China export data cast a shadow over the Japanese stock market with the Nikkei 225 Index closing 2.4 percent lower. The loss wiped away all its gains for the year and overshadowed Japanese gross domestic product data, which showed the economy contracted less than initially estimated last quarter. The Nikkei has sunk 16% since reaching a nineteen-year high in June.

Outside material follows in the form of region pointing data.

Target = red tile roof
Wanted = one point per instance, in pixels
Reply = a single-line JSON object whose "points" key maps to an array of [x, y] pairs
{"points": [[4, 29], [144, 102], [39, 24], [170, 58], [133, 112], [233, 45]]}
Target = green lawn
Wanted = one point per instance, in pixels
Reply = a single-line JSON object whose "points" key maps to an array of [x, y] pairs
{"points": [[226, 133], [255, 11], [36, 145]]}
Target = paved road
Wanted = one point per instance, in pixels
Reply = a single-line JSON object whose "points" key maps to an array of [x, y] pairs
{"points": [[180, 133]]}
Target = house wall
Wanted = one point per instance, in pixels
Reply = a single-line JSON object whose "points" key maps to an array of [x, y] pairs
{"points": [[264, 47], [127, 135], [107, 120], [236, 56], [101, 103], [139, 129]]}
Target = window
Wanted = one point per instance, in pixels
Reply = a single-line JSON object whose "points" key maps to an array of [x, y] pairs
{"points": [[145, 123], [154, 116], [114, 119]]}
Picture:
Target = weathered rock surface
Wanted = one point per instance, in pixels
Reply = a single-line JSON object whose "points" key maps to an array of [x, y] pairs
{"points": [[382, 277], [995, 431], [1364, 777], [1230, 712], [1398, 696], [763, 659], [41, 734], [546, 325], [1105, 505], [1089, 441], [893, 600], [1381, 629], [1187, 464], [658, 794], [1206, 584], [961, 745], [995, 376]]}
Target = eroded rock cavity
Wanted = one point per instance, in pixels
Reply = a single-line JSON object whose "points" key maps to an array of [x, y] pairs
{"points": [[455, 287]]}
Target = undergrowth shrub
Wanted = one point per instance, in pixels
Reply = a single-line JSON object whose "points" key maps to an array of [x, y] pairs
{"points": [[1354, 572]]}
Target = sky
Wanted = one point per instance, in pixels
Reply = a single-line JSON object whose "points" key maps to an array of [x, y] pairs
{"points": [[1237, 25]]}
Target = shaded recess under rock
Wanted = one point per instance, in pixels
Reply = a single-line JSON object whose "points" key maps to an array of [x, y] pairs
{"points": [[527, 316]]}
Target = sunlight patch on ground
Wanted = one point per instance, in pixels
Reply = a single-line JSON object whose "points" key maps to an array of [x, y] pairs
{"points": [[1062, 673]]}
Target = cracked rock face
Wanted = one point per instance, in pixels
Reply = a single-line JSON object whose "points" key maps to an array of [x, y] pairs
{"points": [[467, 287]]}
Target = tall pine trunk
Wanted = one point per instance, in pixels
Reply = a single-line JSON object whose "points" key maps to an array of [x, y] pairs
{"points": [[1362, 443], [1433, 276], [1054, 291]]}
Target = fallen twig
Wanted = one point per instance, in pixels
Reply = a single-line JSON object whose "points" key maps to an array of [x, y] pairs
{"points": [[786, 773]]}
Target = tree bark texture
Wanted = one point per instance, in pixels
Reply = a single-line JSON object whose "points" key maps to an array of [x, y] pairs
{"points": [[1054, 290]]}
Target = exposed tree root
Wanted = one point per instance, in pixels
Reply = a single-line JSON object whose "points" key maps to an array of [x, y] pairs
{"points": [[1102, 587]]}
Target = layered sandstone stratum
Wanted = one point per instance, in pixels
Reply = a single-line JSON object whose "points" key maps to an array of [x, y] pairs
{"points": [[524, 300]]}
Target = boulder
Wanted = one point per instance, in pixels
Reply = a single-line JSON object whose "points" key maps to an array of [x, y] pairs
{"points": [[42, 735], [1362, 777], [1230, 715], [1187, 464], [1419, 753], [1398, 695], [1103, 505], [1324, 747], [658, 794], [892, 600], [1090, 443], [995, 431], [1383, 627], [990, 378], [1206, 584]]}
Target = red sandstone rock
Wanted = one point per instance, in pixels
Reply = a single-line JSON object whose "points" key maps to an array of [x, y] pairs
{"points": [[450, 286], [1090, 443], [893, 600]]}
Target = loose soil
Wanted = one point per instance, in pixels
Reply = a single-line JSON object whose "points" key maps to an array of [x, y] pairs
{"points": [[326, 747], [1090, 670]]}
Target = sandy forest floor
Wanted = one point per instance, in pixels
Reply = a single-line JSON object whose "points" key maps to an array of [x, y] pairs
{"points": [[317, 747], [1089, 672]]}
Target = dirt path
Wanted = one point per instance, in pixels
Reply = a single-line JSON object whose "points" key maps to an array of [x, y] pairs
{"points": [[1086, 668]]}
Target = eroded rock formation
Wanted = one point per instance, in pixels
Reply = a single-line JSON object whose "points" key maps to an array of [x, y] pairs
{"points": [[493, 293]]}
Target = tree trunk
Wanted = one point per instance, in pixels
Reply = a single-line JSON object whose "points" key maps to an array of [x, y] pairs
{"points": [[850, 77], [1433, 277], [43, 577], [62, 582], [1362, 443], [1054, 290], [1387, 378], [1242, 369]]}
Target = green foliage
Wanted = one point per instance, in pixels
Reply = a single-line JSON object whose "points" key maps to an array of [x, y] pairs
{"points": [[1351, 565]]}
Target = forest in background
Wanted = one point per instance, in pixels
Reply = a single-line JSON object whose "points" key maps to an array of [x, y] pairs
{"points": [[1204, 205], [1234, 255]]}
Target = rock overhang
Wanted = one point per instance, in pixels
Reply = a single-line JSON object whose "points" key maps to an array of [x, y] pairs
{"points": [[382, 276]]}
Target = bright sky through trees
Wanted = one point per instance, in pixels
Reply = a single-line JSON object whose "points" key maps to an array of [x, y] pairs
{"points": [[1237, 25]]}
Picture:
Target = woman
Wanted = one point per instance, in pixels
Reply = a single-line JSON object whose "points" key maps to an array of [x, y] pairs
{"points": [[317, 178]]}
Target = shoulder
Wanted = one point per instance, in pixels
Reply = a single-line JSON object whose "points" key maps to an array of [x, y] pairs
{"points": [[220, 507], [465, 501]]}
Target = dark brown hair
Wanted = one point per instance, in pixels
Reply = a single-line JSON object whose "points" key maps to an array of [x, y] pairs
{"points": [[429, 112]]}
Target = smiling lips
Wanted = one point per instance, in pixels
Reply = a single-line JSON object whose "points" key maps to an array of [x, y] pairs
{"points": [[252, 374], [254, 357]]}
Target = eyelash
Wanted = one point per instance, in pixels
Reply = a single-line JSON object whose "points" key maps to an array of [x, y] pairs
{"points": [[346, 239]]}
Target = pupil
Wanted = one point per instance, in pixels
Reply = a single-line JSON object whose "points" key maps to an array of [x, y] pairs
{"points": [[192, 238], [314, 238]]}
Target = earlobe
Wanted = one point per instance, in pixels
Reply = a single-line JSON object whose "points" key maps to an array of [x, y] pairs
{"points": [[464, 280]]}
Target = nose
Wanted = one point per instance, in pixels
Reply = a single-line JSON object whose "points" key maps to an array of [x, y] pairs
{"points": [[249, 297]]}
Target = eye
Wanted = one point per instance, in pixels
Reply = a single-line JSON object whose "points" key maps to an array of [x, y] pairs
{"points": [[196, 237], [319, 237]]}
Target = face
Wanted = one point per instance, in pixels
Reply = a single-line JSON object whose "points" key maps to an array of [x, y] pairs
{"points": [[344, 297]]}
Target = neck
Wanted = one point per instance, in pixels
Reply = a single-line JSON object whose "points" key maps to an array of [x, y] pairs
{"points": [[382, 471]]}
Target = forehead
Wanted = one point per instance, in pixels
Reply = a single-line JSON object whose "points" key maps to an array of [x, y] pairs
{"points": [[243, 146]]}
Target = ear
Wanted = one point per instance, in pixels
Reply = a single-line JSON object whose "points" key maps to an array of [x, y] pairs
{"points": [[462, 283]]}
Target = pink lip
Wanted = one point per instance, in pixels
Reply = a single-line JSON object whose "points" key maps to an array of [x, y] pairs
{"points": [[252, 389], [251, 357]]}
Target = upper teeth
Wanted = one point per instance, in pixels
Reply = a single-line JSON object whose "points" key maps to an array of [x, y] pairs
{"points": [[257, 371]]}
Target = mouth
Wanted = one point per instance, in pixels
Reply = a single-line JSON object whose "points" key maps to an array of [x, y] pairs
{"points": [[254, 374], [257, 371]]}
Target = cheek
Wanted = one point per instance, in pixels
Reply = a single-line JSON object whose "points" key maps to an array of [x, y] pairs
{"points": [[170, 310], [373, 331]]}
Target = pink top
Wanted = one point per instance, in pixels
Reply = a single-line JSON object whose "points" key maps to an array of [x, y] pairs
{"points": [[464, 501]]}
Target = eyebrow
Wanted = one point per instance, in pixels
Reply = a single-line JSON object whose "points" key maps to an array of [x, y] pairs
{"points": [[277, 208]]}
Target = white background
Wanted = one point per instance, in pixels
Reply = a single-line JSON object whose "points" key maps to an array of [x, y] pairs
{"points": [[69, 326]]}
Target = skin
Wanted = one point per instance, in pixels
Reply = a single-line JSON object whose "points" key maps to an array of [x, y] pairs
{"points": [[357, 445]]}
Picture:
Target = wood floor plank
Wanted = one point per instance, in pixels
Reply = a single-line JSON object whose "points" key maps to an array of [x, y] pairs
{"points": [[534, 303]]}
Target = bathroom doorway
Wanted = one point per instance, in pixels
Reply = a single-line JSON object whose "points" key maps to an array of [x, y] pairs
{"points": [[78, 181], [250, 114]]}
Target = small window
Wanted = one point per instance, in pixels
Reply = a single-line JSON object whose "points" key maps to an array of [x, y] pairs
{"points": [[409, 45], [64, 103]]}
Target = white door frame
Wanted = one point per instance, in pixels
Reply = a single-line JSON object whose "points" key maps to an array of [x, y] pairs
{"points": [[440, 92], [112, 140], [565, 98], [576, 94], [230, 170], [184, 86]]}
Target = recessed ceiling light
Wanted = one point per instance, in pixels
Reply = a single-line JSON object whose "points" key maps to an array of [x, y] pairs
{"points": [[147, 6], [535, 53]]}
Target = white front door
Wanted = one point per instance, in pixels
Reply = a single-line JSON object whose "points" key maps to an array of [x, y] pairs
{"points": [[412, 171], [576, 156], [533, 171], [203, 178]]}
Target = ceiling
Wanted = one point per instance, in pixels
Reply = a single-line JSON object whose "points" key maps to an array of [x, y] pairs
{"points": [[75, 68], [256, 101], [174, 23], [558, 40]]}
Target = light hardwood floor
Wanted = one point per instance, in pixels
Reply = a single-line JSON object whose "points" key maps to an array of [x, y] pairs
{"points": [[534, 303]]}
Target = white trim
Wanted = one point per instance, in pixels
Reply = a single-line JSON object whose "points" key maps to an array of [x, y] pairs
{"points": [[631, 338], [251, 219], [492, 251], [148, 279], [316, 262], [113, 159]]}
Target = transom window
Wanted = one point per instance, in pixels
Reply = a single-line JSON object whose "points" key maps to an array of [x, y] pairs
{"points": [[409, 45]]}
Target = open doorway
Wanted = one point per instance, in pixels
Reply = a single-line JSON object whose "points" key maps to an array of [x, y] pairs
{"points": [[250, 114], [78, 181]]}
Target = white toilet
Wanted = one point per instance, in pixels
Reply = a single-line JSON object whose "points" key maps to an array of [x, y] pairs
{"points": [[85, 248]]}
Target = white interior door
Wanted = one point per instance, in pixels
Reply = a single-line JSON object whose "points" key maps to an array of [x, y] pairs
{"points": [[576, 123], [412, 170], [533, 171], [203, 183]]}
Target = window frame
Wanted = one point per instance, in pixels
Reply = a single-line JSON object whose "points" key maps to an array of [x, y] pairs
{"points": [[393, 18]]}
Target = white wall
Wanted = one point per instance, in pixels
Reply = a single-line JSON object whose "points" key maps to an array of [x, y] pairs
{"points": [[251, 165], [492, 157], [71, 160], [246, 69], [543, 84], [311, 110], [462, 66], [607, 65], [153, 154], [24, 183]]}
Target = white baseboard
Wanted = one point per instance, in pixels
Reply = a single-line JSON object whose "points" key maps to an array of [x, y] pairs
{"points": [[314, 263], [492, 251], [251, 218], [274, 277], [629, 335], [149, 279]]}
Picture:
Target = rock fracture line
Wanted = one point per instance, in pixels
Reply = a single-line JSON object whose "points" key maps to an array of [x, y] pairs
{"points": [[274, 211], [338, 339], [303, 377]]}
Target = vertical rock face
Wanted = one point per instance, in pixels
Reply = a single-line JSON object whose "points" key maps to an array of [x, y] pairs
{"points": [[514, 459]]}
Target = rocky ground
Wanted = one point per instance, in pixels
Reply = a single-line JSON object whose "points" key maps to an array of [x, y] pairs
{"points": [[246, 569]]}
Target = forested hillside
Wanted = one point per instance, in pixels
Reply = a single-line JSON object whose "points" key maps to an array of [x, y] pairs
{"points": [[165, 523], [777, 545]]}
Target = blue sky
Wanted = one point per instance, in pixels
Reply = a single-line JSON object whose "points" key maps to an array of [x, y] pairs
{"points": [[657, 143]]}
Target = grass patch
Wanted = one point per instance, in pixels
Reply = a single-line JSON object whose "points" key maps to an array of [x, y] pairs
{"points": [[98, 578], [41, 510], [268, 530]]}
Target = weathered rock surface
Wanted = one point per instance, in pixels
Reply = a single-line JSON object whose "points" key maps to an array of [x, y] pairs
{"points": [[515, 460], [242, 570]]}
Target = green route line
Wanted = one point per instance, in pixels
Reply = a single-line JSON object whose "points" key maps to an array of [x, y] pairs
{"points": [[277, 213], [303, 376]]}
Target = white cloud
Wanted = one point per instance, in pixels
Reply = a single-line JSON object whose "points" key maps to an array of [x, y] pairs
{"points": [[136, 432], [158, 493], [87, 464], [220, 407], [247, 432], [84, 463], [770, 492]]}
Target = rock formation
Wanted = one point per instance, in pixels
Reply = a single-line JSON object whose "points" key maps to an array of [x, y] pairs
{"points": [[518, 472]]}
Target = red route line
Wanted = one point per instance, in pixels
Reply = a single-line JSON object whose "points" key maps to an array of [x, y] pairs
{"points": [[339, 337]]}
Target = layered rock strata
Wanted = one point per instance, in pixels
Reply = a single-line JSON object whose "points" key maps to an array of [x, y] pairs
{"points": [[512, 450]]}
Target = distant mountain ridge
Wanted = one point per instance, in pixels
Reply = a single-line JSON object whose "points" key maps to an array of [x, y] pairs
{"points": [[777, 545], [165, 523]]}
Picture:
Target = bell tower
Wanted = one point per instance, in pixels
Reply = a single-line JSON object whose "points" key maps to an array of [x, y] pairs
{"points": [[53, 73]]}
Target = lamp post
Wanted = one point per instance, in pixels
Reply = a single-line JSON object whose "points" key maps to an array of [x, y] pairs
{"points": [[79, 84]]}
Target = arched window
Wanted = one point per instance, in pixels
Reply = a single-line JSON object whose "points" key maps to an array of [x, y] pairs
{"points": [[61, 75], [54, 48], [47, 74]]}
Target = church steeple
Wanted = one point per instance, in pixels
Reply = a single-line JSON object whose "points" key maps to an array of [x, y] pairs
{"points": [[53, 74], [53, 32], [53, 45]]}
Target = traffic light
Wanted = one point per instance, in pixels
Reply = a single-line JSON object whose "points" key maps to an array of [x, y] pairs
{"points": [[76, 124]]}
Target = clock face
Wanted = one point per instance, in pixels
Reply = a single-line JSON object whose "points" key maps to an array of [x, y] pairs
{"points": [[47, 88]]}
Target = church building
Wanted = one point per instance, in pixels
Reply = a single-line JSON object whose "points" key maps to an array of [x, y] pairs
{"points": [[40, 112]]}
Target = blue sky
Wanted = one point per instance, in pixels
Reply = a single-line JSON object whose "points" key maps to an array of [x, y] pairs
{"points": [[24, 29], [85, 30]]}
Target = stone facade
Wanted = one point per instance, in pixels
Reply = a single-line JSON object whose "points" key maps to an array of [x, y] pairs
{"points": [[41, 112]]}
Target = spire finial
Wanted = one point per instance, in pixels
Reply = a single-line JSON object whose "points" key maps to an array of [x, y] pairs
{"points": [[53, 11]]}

The China trade report throws up more questions than answers. Investors are pondering if it makes a U.S. interest rate increase less likely next week. Futures traders have cut the odds the Federal Reserve will raise the cost of borrowing on September 17th to 28 percent from 38 percent at the end of last month. There's a 44 percent chance the Fed will hike in October and a 59 percent probability it'll move in December. The Bloomberg Dollar Spot Index, which measures the greenback against ten leading global currencies, fell for the first day since September 1st. Since global stocks sank the most in four years on August 24th, the gauge has risen 2 percent.
European stocks shrugged off the weak Chinese trade data and focused instead on the late session rebound in the Shanghai Composite Index. The Stoxx Europe 600 Index gained for a fourth day in five, rising as much as 1.6 percent at the open. It's been four weeks since China devalued the yuan. Since then equities in Europe have plunged 10 percent, losing 1.2 trillion euros of value.